Sabtu, 07 Februari 2015

Sorotan Tajam Pendidikan




Telah banyak artikel dan pemberitaan yang mengungkap jalan cerita perkembangan pendidikan di Indonesia.


Ini adalah ungkapan isi hati saya dalam sedikit cerita tentang pendidikan di pelosok kota. Waktu itu saya ditugaskan untuk mempublikasikan salah satu acara dalam proker paguyuban bersama satu orang teman di sebuah SMA, sebut saja SMA A. Setelah beberapa saat sampai di tujuan, kami langsung disambut dengan tatapan heran dari siswa-siswi yang berlalu-lalang di dekat parkiran sepeda motor. Mungkin mereka heran ada dua orang asing yang memakai jas alamamater hijau tua yang belum pernah mereka temui. 

Kami berjalan menyusuri lorong dekat lapangan sekolah, dan berpapasan dengan seorang guru yang sangat ramah menyambut kami untuk diberi petunjuk ke arah ruang BK. Lagi-lagi selagi kami berjalan di lorong tersebut, siswa-siswi banyak berbisik dan menatap kami dengan aneh. Sesampainya di ruang BK, kami juga disambut dengan antusias. Tanpa pikir panjang setelah ngobrol santai kami dipersilahkan masuk ke beberapa ruang kelas XII guna publikasi dan pengenalan profil instansi yang kami bawa. 

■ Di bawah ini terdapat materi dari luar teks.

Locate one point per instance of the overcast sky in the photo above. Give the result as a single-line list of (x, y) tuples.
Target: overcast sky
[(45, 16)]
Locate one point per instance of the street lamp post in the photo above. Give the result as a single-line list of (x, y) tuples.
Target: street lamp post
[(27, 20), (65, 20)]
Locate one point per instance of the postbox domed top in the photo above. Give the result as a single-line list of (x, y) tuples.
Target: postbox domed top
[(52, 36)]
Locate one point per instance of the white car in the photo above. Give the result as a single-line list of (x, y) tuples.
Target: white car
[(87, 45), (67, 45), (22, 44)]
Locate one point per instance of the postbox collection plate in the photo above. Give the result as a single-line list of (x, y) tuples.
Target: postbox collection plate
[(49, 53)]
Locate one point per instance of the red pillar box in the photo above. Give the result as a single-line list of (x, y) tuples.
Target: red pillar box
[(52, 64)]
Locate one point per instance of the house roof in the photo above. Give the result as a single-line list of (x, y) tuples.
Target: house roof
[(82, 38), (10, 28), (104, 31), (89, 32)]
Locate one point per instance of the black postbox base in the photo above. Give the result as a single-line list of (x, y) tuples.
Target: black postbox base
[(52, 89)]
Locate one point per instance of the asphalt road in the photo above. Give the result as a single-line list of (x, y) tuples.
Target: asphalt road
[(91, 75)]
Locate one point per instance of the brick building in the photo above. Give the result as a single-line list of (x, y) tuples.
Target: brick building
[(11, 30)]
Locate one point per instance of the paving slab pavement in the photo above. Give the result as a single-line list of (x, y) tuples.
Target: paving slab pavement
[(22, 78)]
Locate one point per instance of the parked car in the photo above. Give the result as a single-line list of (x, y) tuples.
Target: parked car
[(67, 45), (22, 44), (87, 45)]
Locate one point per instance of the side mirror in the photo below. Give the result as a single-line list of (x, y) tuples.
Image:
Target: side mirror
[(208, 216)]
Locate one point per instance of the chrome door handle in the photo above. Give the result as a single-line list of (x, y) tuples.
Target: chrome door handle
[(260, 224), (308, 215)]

Masuk di kelas pertama, suasana pengap menyambut. Hanya ada satu kipas angin yang berfungsi dan tambahan angin semilir dari luar ruangan. Awalnya saya berpikir kami akan disambut dengan berbagai pertanyaan yang berbobot dari mereka setelah memperkenalkan instansi kami. Ternyata dugaan saya melenceng jauh, kami disambut dengan pertanyaan aneh dan konyol yang membuat kami gerang. Tidak terjadi pada satu kelas saja, namun pada presentasi di semua kelas kami mendapatkan perlakuan yang sama. Hingga akhirnya kami memilih mengakhiri publikasi di SMA A.

 

Pendidikan di Indonesia memang benar-benar belum merata. Pada kenyataan yang dapat ditemui di lapangan, masih banyak calon mahasiswa yang berpikiran pendek akan kelanjutan hidupnya sendiri. Sekuat apapun para mahasiswa mengecam ataupun mengritik pemerintah akan berakhir sama saja. Jadilah mahasiswa yang suatu saat bisa merebut kekuasaan pemerintah dan ambil kebijakan sebagaimana mestinya yang ada di lapangan.

Kalau bukan kaum mahasiswa, siapa lagi yang akan rela berpikir keras dan mendatangi beberapa sekolah pelosok di negeri ini? 

Perubahan "mindset" harus segera dilakukan, penyebaran pendidikan dan ilmu yang diberikan juga harus setara dengan anak-anak kota. Bukan hanya satu dua anak pelosok yang bisa bertahan di medan persaingan dengan anak-anak kota, namun lebih banyak lagi generasi muda dari pelosok yang tidak hanya bermental atas kehidupan yang kurang tapi juga bermental otak cerdas akan dibutuhkan, dan semua itu harus seimbang jika memang ingin bertahan.